Sarah is the sort of person I want to be when I grow up. Except Sarah is younger than me, so I’m not too sure how that works. Sarah is super smart, sophisticated, successful and fabulous. She became a director at JHK Legal when she was just 27 years old and specialises in commercial law. JHK Legal was founded in 2011 and in just 6 years they’ve grown to a team of 50 people across 4 offices in Sydney, Melbourne, Brisbane and the Sunshine Coast.
Since the beginning the JHK Legal team have done innovative stuff, like their launch of online conveyancing brand MKP Conveyancing. They love cool tech. They even have a groovy firm hashtag #allthewaywithJHK to promote all their ridiculously fun team events.
Sarah tells of her views on automation and how JHK Legal is using technology to plan for growth.
What do you say to people who think automation will put lawyers out of work?
I say: that’s nuts! Automation works with lawyers: it helps us be more efficient and provide our clients with genuine value for money.
Efficiency (for the most part) often simply means lowering costs and giving more access to justice to mums and dads and SMEs.
An example is a debt recovery claim. Automation helps with the form of the document itself, and with the data entry of the names and figures. The lawyer works with the form that’s been automated and reviews the material and drafts the pleadings. The lawyer is still needed, but has been able to cut the time (mostly unskilled time) in formatting the document. If the firm is charging a fixed fee then it will usually ultimately save both the client and the firm money.
What advice do you have for lawyers to help them stay ahead of the wave of change coming to our industry?
Embrace change now. Change is difficult to adapt to, so you need time to get used to things. If you get on board and start implementing new technologies, new billing practices, or new ways of operating in the law early on: you’ll have a jump on a number of your competitors in the legal world.
It’s also important to understand that it’s not just the legal industry that is undergoing these changes but the business landscape as a whole. The business world is changing and legal industry needs to lead the way. One important suggestion I would put forward is to always be on the lookout to upskill. It’s easy to get set in your ways as a lawyer, complete the required CPD points and pat yourself on the back but those who identify and complete up-skilling opportunities will undoubtedly have an advantage on the competition.

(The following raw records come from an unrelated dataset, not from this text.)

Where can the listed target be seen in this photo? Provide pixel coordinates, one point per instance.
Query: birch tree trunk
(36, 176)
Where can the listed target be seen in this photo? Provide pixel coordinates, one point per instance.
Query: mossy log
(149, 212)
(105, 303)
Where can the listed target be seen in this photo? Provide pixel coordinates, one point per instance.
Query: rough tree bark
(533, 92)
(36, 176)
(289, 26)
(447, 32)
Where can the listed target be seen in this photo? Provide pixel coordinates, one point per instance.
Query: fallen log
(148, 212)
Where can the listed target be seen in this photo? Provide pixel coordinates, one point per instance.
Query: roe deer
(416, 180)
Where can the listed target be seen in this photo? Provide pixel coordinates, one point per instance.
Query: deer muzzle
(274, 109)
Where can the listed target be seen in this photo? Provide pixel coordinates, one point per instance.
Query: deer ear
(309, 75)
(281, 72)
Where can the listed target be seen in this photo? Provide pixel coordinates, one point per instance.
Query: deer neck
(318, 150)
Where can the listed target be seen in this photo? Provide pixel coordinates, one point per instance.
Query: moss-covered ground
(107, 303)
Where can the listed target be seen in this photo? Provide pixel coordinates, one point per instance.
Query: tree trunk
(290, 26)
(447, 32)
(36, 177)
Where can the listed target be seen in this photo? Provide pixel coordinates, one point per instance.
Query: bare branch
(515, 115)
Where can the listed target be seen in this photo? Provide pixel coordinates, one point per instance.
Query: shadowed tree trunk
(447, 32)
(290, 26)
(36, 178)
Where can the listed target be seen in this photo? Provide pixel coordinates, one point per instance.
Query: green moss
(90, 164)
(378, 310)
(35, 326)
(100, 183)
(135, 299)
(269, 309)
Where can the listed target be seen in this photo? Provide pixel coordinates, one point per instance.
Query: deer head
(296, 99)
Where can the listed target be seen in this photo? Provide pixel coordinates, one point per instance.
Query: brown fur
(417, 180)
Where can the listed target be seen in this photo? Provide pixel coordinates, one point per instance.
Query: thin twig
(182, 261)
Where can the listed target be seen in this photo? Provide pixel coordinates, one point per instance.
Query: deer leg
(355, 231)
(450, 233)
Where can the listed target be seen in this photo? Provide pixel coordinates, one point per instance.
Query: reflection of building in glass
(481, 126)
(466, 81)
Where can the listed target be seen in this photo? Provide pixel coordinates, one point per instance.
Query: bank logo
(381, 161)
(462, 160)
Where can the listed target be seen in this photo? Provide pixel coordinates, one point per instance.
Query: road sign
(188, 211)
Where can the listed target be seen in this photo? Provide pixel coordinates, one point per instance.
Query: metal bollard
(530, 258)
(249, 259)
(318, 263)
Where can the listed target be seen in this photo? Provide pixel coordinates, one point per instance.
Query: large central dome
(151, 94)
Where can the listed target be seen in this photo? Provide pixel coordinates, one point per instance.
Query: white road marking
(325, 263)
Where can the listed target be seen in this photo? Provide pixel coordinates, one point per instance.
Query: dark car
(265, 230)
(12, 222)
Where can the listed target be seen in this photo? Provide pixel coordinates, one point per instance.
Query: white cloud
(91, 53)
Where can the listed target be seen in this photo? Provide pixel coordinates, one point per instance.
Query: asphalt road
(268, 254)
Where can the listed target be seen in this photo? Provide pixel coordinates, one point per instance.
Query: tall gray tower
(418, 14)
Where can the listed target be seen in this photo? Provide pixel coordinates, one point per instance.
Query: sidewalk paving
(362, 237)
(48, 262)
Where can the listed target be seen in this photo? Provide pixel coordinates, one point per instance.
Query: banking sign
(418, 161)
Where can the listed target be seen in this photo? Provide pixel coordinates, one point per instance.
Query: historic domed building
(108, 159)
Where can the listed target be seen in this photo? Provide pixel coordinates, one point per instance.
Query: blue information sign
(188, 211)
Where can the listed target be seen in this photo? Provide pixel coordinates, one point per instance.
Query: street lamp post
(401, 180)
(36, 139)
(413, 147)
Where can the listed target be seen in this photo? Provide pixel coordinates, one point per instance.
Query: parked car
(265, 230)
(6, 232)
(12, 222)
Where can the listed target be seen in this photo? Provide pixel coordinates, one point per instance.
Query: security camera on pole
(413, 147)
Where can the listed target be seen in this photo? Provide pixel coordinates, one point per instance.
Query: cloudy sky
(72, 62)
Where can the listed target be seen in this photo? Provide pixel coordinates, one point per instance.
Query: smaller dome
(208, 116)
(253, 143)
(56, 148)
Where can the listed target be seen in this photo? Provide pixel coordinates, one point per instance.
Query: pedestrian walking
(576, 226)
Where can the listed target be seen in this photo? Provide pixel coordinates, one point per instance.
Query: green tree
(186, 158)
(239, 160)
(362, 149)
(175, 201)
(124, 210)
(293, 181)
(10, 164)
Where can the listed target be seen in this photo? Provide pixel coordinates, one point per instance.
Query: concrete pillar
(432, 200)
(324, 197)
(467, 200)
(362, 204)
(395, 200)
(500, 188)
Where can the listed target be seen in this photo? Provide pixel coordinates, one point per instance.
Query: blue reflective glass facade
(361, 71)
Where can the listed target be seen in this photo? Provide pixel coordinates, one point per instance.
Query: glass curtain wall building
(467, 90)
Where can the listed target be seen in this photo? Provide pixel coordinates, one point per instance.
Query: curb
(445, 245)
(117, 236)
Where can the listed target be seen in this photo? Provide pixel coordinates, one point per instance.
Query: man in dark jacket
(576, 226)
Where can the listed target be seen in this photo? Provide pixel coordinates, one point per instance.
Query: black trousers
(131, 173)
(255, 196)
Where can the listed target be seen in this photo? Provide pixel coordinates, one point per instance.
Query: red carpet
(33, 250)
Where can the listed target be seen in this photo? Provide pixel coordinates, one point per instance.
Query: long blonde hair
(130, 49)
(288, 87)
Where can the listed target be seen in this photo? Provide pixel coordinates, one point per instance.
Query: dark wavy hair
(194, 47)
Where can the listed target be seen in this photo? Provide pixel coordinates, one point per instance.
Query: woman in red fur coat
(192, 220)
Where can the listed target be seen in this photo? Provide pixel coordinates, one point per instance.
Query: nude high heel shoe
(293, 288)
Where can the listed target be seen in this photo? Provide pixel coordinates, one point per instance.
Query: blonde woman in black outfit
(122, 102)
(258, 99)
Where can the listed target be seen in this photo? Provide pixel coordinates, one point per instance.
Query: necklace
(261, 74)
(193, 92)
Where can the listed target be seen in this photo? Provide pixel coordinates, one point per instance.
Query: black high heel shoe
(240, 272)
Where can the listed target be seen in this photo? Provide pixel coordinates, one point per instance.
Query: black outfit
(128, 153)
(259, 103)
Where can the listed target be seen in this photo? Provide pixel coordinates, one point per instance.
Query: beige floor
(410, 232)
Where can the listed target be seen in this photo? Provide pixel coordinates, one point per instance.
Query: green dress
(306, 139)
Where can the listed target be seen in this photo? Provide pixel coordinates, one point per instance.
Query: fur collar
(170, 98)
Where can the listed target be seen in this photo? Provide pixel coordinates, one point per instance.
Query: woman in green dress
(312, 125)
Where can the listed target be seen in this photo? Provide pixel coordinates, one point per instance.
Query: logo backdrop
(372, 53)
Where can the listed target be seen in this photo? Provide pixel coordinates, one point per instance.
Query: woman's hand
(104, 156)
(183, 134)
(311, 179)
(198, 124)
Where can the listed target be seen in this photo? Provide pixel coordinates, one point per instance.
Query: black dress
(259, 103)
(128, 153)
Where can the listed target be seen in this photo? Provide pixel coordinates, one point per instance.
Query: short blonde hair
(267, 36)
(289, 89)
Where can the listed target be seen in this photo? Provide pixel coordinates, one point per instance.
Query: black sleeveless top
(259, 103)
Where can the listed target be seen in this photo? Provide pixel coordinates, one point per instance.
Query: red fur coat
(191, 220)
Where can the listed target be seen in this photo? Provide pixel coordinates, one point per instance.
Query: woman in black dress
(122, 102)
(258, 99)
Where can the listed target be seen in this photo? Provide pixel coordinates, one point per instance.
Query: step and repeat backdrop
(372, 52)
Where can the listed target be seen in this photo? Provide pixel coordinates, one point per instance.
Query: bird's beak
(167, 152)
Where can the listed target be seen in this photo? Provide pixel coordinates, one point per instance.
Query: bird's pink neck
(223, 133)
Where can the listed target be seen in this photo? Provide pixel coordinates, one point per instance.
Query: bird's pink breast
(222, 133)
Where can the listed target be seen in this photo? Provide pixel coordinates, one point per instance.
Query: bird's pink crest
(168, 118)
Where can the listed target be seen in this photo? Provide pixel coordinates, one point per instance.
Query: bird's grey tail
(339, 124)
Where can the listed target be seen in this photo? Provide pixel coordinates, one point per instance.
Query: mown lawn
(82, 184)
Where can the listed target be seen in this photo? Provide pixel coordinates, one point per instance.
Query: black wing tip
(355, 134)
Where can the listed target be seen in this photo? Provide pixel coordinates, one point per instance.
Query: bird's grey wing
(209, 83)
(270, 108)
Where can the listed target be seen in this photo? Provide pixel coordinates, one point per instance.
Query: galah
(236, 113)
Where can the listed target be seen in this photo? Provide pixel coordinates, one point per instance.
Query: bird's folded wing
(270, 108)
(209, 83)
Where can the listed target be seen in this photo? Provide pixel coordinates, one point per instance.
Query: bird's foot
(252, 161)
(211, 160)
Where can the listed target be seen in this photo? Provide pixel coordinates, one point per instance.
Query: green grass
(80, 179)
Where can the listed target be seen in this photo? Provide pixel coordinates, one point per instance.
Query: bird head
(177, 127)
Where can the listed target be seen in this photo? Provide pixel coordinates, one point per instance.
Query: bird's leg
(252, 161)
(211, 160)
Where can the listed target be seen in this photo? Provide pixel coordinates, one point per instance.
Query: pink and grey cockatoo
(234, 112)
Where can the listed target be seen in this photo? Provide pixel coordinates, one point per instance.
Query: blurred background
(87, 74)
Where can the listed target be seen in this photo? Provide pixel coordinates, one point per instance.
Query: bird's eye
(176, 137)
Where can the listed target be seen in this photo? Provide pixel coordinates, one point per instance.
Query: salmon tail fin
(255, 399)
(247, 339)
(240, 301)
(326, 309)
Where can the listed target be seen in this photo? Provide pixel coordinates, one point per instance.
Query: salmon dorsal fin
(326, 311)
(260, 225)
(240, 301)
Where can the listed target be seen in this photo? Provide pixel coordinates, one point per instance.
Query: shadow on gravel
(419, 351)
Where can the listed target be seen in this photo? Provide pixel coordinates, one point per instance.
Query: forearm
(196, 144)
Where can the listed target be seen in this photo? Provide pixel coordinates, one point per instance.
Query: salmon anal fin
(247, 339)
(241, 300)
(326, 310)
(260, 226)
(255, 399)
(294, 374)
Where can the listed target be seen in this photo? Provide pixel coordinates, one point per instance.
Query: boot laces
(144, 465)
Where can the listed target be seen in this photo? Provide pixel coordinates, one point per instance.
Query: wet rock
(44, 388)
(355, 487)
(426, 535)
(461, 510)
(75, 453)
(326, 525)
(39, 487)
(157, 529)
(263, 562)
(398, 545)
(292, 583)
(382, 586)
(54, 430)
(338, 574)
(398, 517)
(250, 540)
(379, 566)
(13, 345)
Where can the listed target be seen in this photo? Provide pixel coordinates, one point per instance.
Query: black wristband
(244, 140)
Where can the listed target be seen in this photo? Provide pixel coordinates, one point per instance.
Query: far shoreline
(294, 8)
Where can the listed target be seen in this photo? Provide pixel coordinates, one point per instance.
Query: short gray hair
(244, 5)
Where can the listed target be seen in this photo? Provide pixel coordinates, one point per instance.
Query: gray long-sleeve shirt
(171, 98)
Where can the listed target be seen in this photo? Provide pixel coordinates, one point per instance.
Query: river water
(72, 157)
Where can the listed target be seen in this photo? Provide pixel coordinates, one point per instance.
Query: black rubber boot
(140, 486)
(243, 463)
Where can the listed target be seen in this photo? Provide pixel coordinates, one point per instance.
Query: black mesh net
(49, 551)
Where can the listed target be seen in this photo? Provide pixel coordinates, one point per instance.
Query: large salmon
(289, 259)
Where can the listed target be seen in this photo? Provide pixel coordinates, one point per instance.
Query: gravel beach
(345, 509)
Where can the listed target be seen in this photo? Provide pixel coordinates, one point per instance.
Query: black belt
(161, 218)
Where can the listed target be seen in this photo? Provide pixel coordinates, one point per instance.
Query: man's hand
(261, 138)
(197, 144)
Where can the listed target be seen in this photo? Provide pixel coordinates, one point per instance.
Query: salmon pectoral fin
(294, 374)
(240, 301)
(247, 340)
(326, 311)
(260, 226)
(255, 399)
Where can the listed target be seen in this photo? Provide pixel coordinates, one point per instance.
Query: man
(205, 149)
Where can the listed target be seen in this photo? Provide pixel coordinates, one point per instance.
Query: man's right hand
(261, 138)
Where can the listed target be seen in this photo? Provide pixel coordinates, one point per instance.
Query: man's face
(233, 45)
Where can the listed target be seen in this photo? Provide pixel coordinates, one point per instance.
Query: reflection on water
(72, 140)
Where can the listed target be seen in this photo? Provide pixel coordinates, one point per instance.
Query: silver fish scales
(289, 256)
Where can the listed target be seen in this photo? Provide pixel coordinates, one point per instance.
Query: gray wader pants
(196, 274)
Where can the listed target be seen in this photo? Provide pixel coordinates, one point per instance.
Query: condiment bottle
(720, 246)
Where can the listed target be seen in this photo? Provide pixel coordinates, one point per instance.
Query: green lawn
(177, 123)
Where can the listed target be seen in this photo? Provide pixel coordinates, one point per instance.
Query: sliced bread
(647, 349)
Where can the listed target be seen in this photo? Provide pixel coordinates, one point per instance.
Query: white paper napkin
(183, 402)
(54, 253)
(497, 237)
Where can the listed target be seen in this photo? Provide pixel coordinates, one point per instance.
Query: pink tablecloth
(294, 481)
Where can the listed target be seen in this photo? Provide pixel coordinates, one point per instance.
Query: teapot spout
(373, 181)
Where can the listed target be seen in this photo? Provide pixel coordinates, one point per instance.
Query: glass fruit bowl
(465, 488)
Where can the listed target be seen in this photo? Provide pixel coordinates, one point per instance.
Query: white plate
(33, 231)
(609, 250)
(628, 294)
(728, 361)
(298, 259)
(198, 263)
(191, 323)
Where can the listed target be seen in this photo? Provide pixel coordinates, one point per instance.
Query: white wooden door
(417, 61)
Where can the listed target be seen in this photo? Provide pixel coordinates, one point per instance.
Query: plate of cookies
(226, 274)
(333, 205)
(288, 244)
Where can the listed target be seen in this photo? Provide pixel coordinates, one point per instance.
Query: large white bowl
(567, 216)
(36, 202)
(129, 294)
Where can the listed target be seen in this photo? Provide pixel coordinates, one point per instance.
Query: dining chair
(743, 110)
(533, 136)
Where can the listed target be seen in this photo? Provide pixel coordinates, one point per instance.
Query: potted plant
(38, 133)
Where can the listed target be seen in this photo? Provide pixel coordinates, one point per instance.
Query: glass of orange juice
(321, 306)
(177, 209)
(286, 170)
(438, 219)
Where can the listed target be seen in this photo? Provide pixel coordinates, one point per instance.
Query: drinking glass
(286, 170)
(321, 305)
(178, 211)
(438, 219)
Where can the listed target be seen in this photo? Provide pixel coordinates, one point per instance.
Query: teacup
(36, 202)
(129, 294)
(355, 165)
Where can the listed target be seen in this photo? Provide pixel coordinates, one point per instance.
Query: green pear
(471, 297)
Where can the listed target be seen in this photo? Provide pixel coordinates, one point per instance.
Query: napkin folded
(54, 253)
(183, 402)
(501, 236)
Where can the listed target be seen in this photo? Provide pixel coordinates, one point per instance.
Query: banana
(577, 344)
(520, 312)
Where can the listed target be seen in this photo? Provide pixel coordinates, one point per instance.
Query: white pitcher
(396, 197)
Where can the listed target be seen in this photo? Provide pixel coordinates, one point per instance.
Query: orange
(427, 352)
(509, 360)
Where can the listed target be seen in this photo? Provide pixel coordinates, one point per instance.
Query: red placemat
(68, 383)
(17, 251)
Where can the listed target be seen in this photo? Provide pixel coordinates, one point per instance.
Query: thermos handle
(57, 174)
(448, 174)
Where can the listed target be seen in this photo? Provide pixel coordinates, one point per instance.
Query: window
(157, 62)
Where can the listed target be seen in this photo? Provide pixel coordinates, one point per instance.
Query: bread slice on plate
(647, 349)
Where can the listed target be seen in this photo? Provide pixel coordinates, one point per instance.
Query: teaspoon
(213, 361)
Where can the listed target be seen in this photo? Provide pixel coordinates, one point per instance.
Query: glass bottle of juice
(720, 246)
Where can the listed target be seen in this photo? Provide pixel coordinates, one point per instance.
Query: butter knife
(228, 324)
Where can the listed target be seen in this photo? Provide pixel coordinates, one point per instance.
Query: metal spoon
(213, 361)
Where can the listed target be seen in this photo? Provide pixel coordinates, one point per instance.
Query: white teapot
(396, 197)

How is JHK using technology to plan for growth?
We’ve just invested in a new system for document management and billing. It’s only just begun, but already we’re finding that our staff (professional and administrative) have been able to find ways to use it to cut down their time on administrative tasks, and move towards a “paper lite” goal.
We’ve also invested in automation of some of our administrative documents (like cost agreements) and are working to finalise those with Automio.
Finally, we’ve invested a little in our digital marketing, and we’re looking to expand on this in the coming financial year. We’ve already seen some new clients come through, and it’s something quite different to the usual referral network.
How do you think more tech-savvy lawyers can convince less tech-savvy partners in firms to invest in automation and other tech?
I think it starts out by getting them to understand it. Tech changes can often seem overwhelming, so in most cases one must simply comprehend how it works, before they are able to see the potential benefits. I believe that tech education is the key to getting lawyers to become less afraid and more understanding of how these changes can actually make their life easier.
You can invest in something small or in a smaller way and show them the results. Sometimes it won’t work out, but when it’s a small investment that’s easier to swallow. When it does work out, you can usually convince someone to move forward: a good idea is a good idea after all.